L’enjeu de l’intersectionnalité. Il faut croiser les thématiques pour que la promotion de la place des femmes nous fasse avancer sur toutes les discriminations. Il est important de veiller constamment à ne pas exclure certaines personnes de ce combat pour plus d’égalité au sein de l’industrie. L’enjeu est de penser la diversité, plus que la parité, afin de ne pas créer un nouveau système tout aussi excluant que le précédent.

La présence de femmes dans les postes techniques. Les femmes peuvent être très qualifiées, mais ont du mal à accéder à des postes techniques de premier rang. Le paradoxe est que l’on conseille à des réalisatrices de s’entourer de personnes confirmées – pour renforcer leur projet – ce qui revient à n’engager presque que des hommes. La question est donc : comment faire émerger des femmes aux premiers postes techniques ?

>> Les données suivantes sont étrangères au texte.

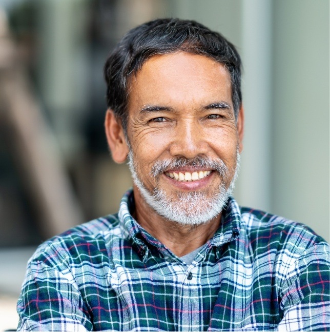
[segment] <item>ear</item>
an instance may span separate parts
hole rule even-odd
[[[239,108],[236,127],[238,134],[238,148],[240,153],[243,150],[243,136],[244,135],[244,107],[242,104]]]
[[[105,127],[112,159],[118,164],[123,163],[128,154],[128,146],[121,123],[116,119],[112,110],[107,111]]]

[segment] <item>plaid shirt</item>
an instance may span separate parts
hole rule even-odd
[[[302,224],[240,208],[191,265],[118,214],[42,244],[18,300],[18,330],[329,330],[328,246]]]

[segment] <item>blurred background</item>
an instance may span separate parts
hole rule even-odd
[[[116,212],[131,186],[106,142],[102,67],[129,29],[168,16],[242,56],[239,203],[329,241],[327,0],[0,0],[0,330],[16,327],[36,246]]]

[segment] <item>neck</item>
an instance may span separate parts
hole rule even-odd
[[[135,200],[134,217],[137,221],[179,257],[206,243],[219,228],[221,214],[206,224],[182,225],[158,214],[145,202],[135,186],[133,190]]]

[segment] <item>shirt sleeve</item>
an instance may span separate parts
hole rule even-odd
[[[329,331],[329,247],[306,250],[290,269],[280,294],[283,318],[278,331]]]
[[[92,330],[71,271],[31,261],[17,303],[17,330]]]

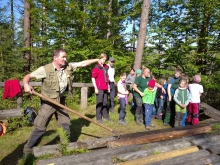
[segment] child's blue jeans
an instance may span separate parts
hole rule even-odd
[[[120,103],[119,120],[124,120],[124,118],[125,118],[125,109],[126,109],[125,98],[119,98],[119,103]]]

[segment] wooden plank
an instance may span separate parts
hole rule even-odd
[[[22,81],[20,81],[19,83],[21,86],[24,86]],[[41,86],[42,82],[29,82],[29,84],[31,86],[38,87],[38,86]],[[4,86],[5,86],[5,83],[0,82],[0,87],[4,87]],[[92,83],[73,83],[72,87],[93,87],[93,84]]]
[[[184,128],[184,127],[183,127]],[[118,140],[110,141],[107,144],[108,148],[114,148],[119,146],[128,146],[128,145],[134,145],[134,144],[144,144],[149,142],[156,142],[156,141],[163,141],[163,140],[169,140],[174,138],[180,138],[184,136],[191,136],[201,133],[207,133],[212,130],[212,128],[209,125],[204,125],[201,127],[191,127],[191,129],[180,129],[180,130],[173,130],[170,132],[159,132],[155,134],[143,134],[140,136],[134,136],[129,138],[120,138]]]
[[[69,143],[67,149],[73,150],[80,148],[84,148],[84,149],[102,148],[107,146],[108,141],[115,140],[116,138],[117,137],[106,137],[106,138],[85,140],[81,142],[73,142],[73,143]],[[45,154],[59,154],[58,148],[59,148],[59,144],[36,146],[33,148],[33,154],[35,157],[43,156]]]
[[[196,159],[194,161],[189,161],[186,159],[184,163],[178,164],[178,165],[213,165],[213,163],[219,162],[220,161],[220,156],[219,155],[209,155],[204,158]],[[174,165],[174,164],[173,164]],[[218,164],[220,165],[220,164]]]
[[[213,143],[213,142],[218,142],[218,141],[220,141],[220,135],[217,134],[211,137],[204,137],[202,139],[194,139],[194,140],[191,140],[190,142],[192,143],[192,145],[200,146],[203,144]]]
[[[183,149],[179,149],[179,150],[173,150],[170,152],[165,152],[162,154],[157,154],[157,155],[151,155],[151,156],[147,156],[144,158],[139,158],[139,159],[135,159],[135,160],[131,160],[131,161],[127,161],[127,162],[122,162],[122,163],[117,163],[115,165],[134,165],[134,164],[138,164],[138,165],[144,165],[144,164],[150,164],[152,162],[157,162],[157,161],[162,161],[165,159],[171,159],[177,156],[181,156],[181,155],[185,155],[185,154],[189,154],[189,153],[193,153],[193,152],[197,152],[199,151],[198,147],[195,146],[191,146],[191,147],[187,147],[187,148],[183,148]]]
[[[210,155],[210,152],[207,150],[200,150],[197,152],[193,152],[190,154],[186,154],[186,155],[181,155],[181,156],[177,156],[171,159],[166,159],[166,160],[162,160],[162,161],[158,161],[158,162],[153,162],[150,163],[149,165],[179,165],[181,163],[185,163],[186,161],[189,164],[192,164],[192,162],[196,162],[199,159],[202,159],[204,157],[207,157]]]
[[[212,154],[220,155],[220,145],[209,147],[207,148],[207,150],[210,151]]]
[[[4,120],[12,117],[21,117],[23,116],[23,109],[8,109],[8,110],[0,110],[0,120]]]
[[[153,149],[159,146],[171,145],[171,144],[175,144],[178,142],[190,141],[193,139],[201,139],[201,138],[206,138],[206,137],[209,138],[211,136],[213,135],[212,134],[199,134],[199,135],[188,136],[188,137],[183,137],[183,138],[178,138],[178,139],[171,139],[168,141],[153,142],[153,143],[141,144],[141,145],[122,146],[118,148],[93,150],[89,153],[74,154],[70,156],[62,156],[62,157],[57,157],[57,158],[52,158],[52,159],[39,160],[37,162],[37,165],[45,165],[45,164],[50,164],[52,162],[56,162],[55,165],[63,165],[63,164],[68,164],[68,163],[77,164],[77,163],[82,163],[84,161],[92,162],[104,156],[112,156],[114,158],[116,155],[123,154],[123,153]]]
[[[206,103],[200,103],[200,108],[204,110],[205,115],[220,121],[220,111],[211,107],[210,105]]]
[[[186,148],[190,146],[192,145],[188,141],[180,141],[180,142],[172,141],[171,143],[165,143],[165,145],[161,143],[161,145],[157,147],[153,147],[153,148],[149,147],[149,148],[146,148],[140,151],[133,151],[133,152],[125,153],[125,154],[119,154],[119,155],[116,155],[115,157],[121,161],[128,161],[128,160],[150,156],[156,152],[165,153],[168,151]]]

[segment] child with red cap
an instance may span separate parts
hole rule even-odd
[[[152,124],[152,112],[154,107],[154,100],[156,96],[156,88],[155,88],[156,81],[151,79],[148,82],[147,88],[144,90],[144,96],[142,97],[142,101],[145,108],[145,126],[146,130],[150,130],[150,126],[154,127]]]
[[[203,86],[199,84],[200,82],[201,77],[199,75],[195,75],[193,77],[193,83],[189,84],[191,99],[188,105],[187,123],[192,125],[199,124],[199,103],[200,96],[203,93]]]

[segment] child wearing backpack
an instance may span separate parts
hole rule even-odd
[[[192,125],[199,124],[199,103],[200,96],[203,93],[203,86],[199,84],[200,82],[201,77],[199,75],[195,75],[193,77],[193,83],[189,84],[191,99],[188,105],[187,123]]]
[[[144,96],[142,97],[142,102],[145,108],[145,128],[146,130],[150,130],[151,127],[155,127],[152,124],[152,112],[154,107],[154,100],[156,96],[156,89],[155,87],[156,81],[151,79],[148,82],[147,88],[144,90]]]
[[[180,127],[184,114],[186,113],[186,106],[189,104],[190,101],[190,93],[187,89],[187,81],[185,79],[180,80],[179,88],[176,89],[173,99],[176,102],[176,118],[174,127]]]
[[[127,122],[125,121],[125,110],[126,104],[128,104],[128,90],[126,88],[126,73],[122,73],[120,75],[120,80],[118,81],[117,88],[118,88],[118,100],[120,103],[120,113],[119,113],[119,124],[126,125]]]

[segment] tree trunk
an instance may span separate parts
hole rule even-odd
[[[134,60],[135,70],[141,67],[141,61],[142,61],[142,55],[143,55],[146,31],[147,31],[149,10],[150,10],[150,0],[144,0],[143,5],[142,5],[141,23],[140,23],[139,33],[138,33],[136,55],[135,55],[135,60]]]
[[[175,138],[180,138],[184,136],[192,136],[196,134],[201,133],[207,133],[210,132],[212,128],[208,125],[204,126],[197,126],[197,127],[185,127],[182,130],[171,130],[169,132],[159,132],[155,134],[150,134],[149,132],[146,132],[146,134],[140,134],[140,136],[137,136],[137,134],[134,137],[130,138],[120,138],[118,140],[110,141],[108,142],[109,148],[114,148],[118,146],[128,146],[128,145],[134,145],[134,144],[144,144],[149,142],[156,142],[156,141],[163,141],[163,140],[170,140]],[[147,134],[148,133],[148,134]]]
[[[30,9],[31,5],[26,0],[24,2],[24,72],[30,72],[30,63],[31,63],[31,53],[30,53],[30,46],[31,46],[31,35],[30,35]]]

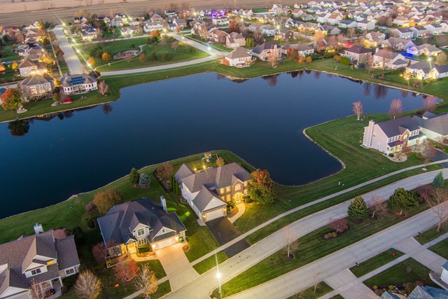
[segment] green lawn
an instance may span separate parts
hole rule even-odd
[[[412,217],[426,208],[425,205],[421,204],[417,209],[408,212],[405,218]],[[393,213],[384,212],[379,215],[379,218],[377,221],[365,218],[360,224],[354,224],[349,221],[349,230],[341,236],[328,241],[324,240],[322,236],[332,230],[326,225],[318,228],[299,239],[300,246],[292,260],[284,258],[286,251],[286,248],[284,248],[223,284],[222,292],[225,295],[231,295],[269,281],[403,220],[403,218],[397,217]],[[270,271],[265,271],[264,269],[270,269]]]
[[[332,290],[333,289],[331,288],[331,287],[323,281],[321,281],[317,284],[316,291],[314,291],[314,286],[312,286],[311,288],[308,288],[306,290],[303,290],[302,291],[298,293],[295,295],[288,297],[288,299],[318,298],[322,297],[325,294],[331,292]]]
[[[395,256],[393,256],[393,253],[395,253]],[[360,263],[357,266],[351,267],[350,271],[351,271],[356,277],[360,277],[361,276],[365,275],[389,262],[391,262],[404,254],[405,253],[398,251],[398,250],[390,249],[382,253],[379,253],[377,256],[374,256],[373,258],[369,258],[363,263]]]
[[[407,271],[410,272],[407,273]],[[393,286],[407,282],[423,281],[426,286],[438,287],[429,278],[430,270],[413,258],[408,258],[364,281],[368,286]]]

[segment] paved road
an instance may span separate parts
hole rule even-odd
[[[430,183],[438,172],[438,170],[407,178],[375,192],[363,195],[363,197],[368,200],[370,196],[374,193],[387,197],[398,187],[411,189]],[[444,176],[447,177],[448,169],[444,169],[443,172]],[[300,237],[325,225],[330,217],[339,218],[346,216],[349,204],[349,202],[344,202],[295,221],[239,254],[229,258],[219,265],[218,271],[221,274],[221,282],[224,283],[231,279],[285,246],[286,231],[293,232],[295,237]],[[323,280],[350,267],[354,265],[355,261],[359,263],[374,256],[394,244],[413,237],[419,231],[430,228],[437,223],[432,213],[430,210],[426,211],[298,270],[237,294],[232,298],[287,298],[302,289],[312,286],[314,284],[314,274],[318,276],[319,280]],[[241,237],[245,236],[246,235],[243,235]],[[237,240],[238,238],[234,241]],[[211,292],[218,287],[217,271],[216,268],[209,271],[180,290],[167,295],[167,298],[178,298],[180,295],[183,298],[209,298]]]
[[[83,74],[85,72],[84,65],[81,63],[73,49],[73,45],[69,43],[64,34],[64,29],[60,25],[56,25],[53,29],[56,35],[56,39],[59,43],[59,46],[64,51],[64,60],[67,64],[70,74]]]

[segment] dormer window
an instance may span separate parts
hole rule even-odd
[[[145,235],[145,229],[144,228],[140,228],[139,230],[137,230],[137,237],[141,237],[143,235]]]

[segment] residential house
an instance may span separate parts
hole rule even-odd
[[[398,53],[379,48],[377,48],[377,52],[373,55],[372,58],[372,63],[375,67],[387,69],[406,67],[409,64],[409,61]]]
[[[228,34],[218,29],[213,29],[210,32],[209,39],[217,43],[225,43]]]
[[[427,57],[437,56],[442,51],[435,46],[430,45],[429,43],[424,43],[416,46],[418,50],[418,55],[425,55]]]
[[[428,37],[431,34],[429,30],[422,26],[414,26],[409,29],[413,32],[413,39]]]
[[[237,32],[232,32],[225,36],[225,46],[238,48],[246,46],[246,39]]]
[[[27,99],[41,99],[52,95],[55,81],[47,76],[33,75],[20,83],[22,94]]]
[[[183,164],[174,174],[182,196],[204,223],[225,216],[227,202],[243,200],[250,177],[234,162],[197,173]]]
[[[42,75],[46,74],[47,66],[41,62],[33,62],[24,58],[22,62],[19,64],[19,71],[22,77],[27,77],[31,75]]]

Les difficultés des scénaristes. Dans la paupérisation générale touchant la profession, il semblerait que les femmes soient beaucoup plus exposées. Ainsi, passé un certain âge, elles sont obligées de se reconvertir professionnellement ou de faire des choix de vie différents, contrairement à leurs homologues masculins. Au-delà de leurs compétences, les scénaristes femmes sont bien souvent sollicitées pour donner plus de « couleur » aux protagonistes féminins. Cela témoigne non seulement de la force des stéréotypes de genre dans les rôles de cinéma, mais également d’une forme de segmentation du travail en fonction du genre du.de la scénariste et du genre du rôle proposé.

Le manque de diversité dans la production française. La représentation de la diversité semble particulièrement faible dans le cinéma français, alors même que des acteurs comme Netflix ont pu prouver par les statistiques que les productions sortant des sentiers des stéréotypes rencontraient un succès plus franc en France qu’ailleurs. Ces thématiques ne sont pas absentes à l’étape de création, mais il est dans les faits difficile de concrétiser – par le financement et la diffusion – de tels projets. L’industrie devrait donc davantage se saisir de ces sujets, car le public est en demande. Les participant·e·s ont rappelé que montrer la diversité ne se résume pas à en faire le sujet principal d’un film (comme les difficultés d’un couple mixte par exemple) ; il s’agit au contraire de l’intégrer dans toutes les productions. Au contraire des hommes, les femmes sont pénalisées par un manque important de rôles pour les plus de 50 ans. Comme l’a rappelé un·e des participant·e·s : « 51% d’une nation est représenté par seulement 6% des actrices ». 

La légitimité à occuper le devant de la scène. Occuper un poste à responsabilité et être femme oblige à prouver en permanence sa légitimité et ses compétences. 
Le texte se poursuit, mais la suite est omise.